On Friday, 27 May 2016 at 13:34:33 UTC, Andrei Alexandrescu wrote:
On 5/27/16 6:56 AM, Marc Schütz wrote:
It is not, which has been shown by various posts in this thread.

Couldn't quite find strong arguments. Could you please be more explicit on which you found most convincing? -- Andrei

There are several possibilities of what iteration over a char range can mean. (For the sake of simplicity, let's ignore special cases like `find` and `split`; instead, let's look at `walkLength`, `retro` and similar.)

BEFORE the introduction of auto decoding, it used to iterate over UTF8 code _units_, which is wrong for any non-ASCII data (except for the unlikely case where you really want code units).

AFTER the introduction of auto decoding, it iterates over UTF8 code _points_, which is wrong for combined characters, e.g. äöüéòàñ on MacOS X, more "exotic" ones everywhere (except for the even more unlikely case where you really want code points).
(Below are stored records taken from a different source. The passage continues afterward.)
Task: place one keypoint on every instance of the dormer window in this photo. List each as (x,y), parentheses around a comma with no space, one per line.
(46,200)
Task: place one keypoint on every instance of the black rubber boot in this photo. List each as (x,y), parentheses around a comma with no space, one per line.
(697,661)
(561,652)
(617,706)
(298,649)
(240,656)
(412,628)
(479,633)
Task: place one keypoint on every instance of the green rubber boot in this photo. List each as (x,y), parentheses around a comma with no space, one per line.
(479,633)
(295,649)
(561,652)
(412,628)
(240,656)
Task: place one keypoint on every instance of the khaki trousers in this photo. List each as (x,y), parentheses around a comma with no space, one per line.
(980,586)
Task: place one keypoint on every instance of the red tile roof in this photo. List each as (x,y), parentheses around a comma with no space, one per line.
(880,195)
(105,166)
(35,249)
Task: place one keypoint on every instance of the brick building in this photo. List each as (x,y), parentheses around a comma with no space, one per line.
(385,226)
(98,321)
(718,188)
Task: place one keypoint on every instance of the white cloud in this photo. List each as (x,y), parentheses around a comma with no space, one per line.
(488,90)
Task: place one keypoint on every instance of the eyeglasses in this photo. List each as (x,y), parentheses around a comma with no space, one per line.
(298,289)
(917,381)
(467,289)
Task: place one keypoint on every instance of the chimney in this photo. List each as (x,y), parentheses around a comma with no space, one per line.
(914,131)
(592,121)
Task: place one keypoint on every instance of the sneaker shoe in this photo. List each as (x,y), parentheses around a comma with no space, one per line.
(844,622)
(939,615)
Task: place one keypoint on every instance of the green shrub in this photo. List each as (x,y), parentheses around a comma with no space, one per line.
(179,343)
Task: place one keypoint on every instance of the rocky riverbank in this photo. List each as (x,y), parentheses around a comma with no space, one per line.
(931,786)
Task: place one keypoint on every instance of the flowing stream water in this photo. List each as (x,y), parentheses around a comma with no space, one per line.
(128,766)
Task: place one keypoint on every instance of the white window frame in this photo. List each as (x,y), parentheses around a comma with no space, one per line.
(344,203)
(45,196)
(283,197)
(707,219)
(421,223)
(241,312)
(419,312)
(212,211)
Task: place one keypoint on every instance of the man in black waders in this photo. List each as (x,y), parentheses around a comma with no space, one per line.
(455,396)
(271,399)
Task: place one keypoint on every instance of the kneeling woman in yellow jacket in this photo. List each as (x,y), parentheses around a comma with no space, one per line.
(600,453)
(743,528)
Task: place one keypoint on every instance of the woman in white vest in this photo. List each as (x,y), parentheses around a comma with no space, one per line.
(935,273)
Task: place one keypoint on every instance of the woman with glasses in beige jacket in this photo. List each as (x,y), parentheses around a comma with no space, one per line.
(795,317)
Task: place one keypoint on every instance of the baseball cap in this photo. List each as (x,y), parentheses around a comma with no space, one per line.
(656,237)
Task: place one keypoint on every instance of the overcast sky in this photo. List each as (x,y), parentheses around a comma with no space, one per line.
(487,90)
That is, both the BEFORE and AFTER behaviour are wrong, both break for various kinds of input in different ways.

So, is AFTER an improvement over BEFORE? The set of inputs where auto decoding produces wrong output is likely smaller, making it slightly less likely to encounter problems in practice; on the other hand, it's still wrong, and it's harder to find these problems during testing. That's like "improving" a bicycle so that it only breaks down after riding it for 30 minutes instead of just after 10 minutes, so you won't notice it during a test ride.
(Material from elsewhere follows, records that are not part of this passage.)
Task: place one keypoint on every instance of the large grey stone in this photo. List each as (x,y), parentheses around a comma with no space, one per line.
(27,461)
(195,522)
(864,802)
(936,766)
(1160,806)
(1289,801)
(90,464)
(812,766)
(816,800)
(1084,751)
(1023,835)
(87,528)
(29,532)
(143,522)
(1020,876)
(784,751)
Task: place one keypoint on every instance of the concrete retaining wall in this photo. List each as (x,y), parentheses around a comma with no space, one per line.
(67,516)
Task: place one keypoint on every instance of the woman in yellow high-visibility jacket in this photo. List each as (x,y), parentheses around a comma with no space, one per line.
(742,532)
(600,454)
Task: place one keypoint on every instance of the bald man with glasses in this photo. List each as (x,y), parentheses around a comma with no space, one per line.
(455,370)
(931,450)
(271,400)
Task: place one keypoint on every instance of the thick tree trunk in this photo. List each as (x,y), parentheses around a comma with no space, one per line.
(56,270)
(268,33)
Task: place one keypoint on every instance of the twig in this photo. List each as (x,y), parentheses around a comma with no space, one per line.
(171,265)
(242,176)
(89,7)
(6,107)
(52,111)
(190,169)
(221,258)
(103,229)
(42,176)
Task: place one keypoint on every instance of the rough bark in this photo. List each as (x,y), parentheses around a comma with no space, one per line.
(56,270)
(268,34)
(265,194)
But there are even more possibilities. It could iterate over graphemes, which is expensive, but more likely to produce the results that the user wants. Or it could iterate by lines, or words (and there are different ways to define what a word is), and so on.

The fundamental problem is choosing one of those possibilities over the others without knowing what the user actually wants, which is what both BEFORE and AFTER do.

So, what was the original goal when introducing auto decoding? To improve correctness, right? I would argue that this goal has not been achieved. Have a look at the article [1], which IMO gives good criteria for how a _correct_ string type should behave. Both BEFORE and AFTER fail most of them.